HSBC shares were marked 0.8% lower in the opening hour of trading in London, compared to a 0.06% decline for the broader FTSE 100, and changing hands at 597.1 pence each.
Reports of the job cuts, as well as the bank's broader cost-reduction drive, follows the surprise summer departure of CEO John Flint, who stepped down after less than two years at the helm of the Asia-focused lender after failing to gain traction for a business strategy that relied heavily on growth in the region.
Flint, a 51-year-old HSBC veteran who was tapped to replace Stuart Gulliver as group CEO in February of last year, was replaced by interim CEO Noel Quinn in a move that chairman Mark Tucker said was needed to order to accelerate the bank's turnaround strategy, which will continue to focus on Asia growth and the under-performance of its U.S. businesses.

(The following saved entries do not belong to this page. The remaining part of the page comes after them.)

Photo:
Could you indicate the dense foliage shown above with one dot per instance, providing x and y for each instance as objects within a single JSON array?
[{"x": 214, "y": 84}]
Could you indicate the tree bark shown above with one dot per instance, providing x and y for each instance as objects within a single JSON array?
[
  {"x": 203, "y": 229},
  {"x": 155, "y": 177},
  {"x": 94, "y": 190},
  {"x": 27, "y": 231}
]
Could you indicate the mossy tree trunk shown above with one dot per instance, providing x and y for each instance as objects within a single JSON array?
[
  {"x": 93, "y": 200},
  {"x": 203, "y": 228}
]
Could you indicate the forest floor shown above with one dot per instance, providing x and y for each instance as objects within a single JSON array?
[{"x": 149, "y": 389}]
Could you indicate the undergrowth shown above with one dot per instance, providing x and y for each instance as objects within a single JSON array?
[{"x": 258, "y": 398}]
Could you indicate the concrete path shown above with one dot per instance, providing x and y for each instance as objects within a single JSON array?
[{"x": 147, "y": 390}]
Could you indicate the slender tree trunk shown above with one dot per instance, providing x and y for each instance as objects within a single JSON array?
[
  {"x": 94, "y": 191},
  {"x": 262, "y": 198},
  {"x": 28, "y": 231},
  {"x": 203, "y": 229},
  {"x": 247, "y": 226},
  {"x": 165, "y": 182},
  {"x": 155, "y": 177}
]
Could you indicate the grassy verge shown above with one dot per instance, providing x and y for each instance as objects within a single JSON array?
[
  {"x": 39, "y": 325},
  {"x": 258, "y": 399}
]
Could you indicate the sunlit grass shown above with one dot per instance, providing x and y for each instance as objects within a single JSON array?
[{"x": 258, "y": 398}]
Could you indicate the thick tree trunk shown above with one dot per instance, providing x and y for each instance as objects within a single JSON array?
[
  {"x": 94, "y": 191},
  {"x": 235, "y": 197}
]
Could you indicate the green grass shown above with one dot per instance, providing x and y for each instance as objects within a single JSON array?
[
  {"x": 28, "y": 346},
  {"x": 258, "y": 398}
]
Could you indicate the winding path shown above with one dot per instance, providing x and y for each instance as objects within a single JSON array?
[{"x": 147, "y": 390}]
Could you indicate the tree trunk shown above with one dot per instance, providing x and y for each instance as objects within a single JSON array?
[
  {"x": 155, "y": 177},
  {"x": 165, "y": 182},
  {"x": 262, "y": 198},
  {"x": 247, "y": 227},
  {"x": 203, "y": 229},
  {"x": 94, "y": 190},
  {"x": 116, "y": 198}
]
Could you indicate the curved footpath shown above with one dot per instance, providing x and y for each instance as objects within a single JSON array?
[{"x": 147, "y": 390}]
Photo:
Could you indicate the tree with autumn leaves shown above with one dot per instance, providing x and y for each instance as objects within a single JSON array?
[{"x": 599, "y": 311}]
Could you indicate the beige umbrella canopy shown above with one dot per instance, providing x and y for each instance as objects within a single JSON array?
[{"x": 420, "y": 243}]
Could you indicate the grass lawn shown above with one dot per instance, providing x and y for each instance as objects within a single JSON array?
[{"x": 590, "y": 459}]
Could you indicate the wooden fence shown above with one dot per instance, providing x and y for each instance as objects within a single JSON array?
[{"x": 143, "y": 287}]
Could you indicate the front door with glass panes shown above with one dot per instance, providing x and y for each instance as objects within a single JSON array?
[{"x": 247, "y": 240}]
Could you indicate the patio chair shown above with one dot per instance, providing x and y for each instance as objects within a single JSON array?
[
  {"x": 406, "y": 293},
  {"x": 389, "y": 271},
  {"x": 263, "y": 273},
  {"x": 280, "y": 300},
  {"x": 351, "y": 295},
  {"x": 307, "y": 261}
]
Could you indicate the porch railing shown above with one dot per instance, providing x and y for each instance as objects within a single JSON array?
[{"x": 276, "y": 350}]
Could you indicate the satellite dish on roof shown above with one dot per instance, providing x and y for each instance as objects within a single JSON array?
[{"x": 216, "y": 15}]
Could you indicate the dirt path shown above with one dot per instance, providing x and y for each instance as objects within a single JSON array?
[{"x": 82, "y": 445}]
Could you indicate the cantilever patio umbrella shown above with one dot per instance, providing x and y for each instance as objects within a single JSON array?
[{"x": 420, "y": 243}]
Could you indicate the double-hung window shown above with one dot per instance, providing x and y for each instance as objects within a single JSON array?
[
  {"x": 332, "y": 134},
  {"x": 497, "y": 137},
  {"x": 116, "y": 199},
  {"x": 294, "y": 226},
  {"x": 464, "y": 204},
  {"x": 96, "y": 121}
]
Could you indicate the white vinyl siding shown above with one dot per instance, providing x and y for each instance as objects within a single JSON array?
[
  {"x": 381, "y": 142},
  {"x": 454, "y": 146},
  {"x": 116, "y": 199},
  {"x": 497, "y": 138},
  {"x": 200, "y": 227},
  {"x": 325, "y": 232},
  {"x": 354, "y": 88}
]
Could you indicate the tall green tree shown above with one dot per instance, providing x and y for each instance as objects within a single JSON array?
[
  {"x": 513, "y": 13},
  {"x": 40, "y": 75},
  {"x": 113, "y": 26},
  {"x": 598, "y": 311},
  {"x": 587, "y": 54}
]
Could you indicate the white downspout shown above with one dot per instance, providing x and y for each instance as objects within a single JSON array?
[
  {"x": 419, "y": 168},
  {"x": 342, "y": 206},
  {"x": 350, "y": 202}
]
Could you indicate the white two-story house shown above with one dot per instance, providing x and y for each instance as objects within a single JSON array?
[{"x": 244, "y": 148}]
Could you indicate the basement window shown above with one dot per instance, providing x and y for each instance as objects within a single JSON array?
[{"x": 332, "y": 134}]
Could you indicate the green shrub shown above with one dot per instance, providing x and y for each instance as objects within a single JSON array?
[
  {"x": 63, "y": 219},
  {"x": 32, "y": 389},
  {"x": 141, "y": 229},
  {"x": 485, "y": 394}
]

"It has been a privilege to spend my entire career with HSBC, rising from International Officer Trainee to serve as Group Chief Executive. I am grateful to my wonderful colleagues at the Bank for their support during my career, and I am proud of what we achieved together," Flint said in a statement at the time.
HSBC said in August that pre-tax profits for the six months ending in June rose nearly 16% from the same period last year to $12.41 billion, thanks in part to a boost in retail banking revenues in Asia, where the London-listed group earnings more than 80% of its profits.
The bank cautioned, however, that lower global interest rates, rising U.S.-China trade tensions and the uncertainty surrounding Britain's exit from the European Union could weigh on sentiment -- and its broader bottom line -- over the second half of the year.